I am giving a talk on introducing an apprenticeship program in your company at Ruby Hoedown this weekend focusing mainly on my experiences. I would love to know if anyone else has had an experience with a successful program or have implemented one in their company. Also, what were the biggest problems you have seen associated with these programs?
======
jaz
I'm at a 60-ish person agency, and we're in the beginning stages of
implementing one. The goal is to bring in junior level developers and teach
them what they need to know to grow as a developer inside the organization. We
brought aboard a junior developer about 4 months ago, with myself and a
colleague responsible for training him and helping develop his skillset.

It's been an interesting and successful experience thus far.

* A training schedule, similar to a degree plan in university - just something that outlines where the organization expects them to be at 3, 6, 9 and 12 months during their first year of employ.

* Coding standards defined by the organization. Telling any developer, but particularly a junior, that your standards are "I know it when I see it" doesn't fly.

* Formal code reviews. This is something we could definitely do better. I'm working getting Atlassian Bamboo to make the reviews easier on everyone involved.

* Regularly scheduled meetings with the trainers and the junior. We do every 3 months, with less formal meetings more frequently. It's important to let them know how they are progressing, and to give them tips on how to improve any deficient skill sets.
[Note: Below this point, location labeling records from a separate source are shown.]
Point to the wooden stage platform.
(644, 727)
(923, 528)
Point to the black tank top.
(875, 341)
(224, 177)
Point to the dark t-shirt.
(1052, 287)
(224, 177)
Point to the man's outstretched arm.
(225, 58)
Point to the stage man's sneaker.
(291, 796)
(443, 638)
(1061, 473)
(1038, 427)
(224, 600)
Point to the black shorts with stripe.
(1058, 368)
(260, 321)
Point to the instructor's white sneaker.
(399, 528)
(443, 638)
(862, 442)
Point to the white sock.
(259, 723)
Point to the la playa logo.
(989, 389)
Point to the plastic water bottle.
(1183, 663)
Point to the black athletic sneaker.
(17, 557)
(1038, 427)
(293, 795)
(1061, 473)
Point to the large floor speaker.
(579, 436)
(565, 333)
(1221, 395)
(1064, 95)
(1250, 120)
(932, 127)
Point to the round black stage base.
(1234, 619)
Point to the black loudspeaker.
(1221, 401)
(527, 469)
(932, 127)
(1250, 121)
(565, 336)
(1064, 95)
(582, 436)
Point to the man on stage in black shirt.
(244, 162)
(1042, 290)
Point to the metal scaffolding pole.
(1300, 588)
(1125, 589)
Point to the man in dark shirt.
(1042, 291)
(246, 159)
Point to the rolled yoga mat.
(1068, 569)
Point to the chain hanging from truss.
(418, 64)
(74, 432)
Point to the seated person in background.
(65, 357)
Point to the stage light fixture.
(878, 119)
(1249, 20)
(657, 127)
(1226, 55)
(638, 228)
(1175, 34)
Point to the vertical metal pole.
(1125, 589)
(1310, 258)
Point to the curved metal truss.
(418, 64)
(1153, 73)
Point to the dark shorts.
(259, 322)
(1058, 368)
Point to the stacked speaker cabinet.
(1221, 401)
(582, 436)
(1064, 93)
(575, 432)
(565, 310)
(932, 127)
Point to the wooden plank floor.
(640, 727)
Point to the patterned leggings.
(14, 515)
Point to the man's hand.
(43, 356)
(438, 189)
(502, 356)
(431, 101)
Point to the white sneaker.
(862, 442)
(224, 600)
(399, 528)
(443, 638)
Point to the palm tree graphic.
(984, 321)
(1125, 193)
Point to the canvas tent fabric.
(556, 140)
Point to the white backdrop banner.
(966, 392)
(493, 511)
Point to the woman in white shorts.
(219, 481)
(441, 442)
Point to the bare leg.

Overall, I think the most important thing is to maintain open lines of
communication.

------
bartonfink
I had a fantastic internship many moons ago concurrently with my studies,
which could be a synonym for an apprenticeship. If not for that, I'd probably
be teaching Latin somewhere. I still keep in touch with a couple of the
engineers from there.

Mapquest does not currently have anything like that, and I'm not sure we're
set up well for that sort of thing at the moment (I'm not sure what they'd
do). We have interns in our marketing department and I think the new, very
young looking dude in finance is an intern, but nothing in development.

------
hoka
This is definitely the kind of thing I'm looking for as a graduating senior
with above-average (for a student) skills looking to get into startup-ish
companies. I COULD get a job with Big Blue, but I don't really want that. I
worry that because I'm not a master of any particular language/stack, I'm not
a good fit for startups. I know that with a team of strong devs that I can
rise to that level. I feel somewhat weird applying for an 'internship'.

------
dlf
Late to the convo, but you might want to reach out to the guys at Thoughtbot.
They've had good success with their apprenticeship program. apprentice.io

------
Jacquass12321
What do you define as an apprenticeship program? We bring in 3-6 development
interns each summer, for a company size of about 80 developers.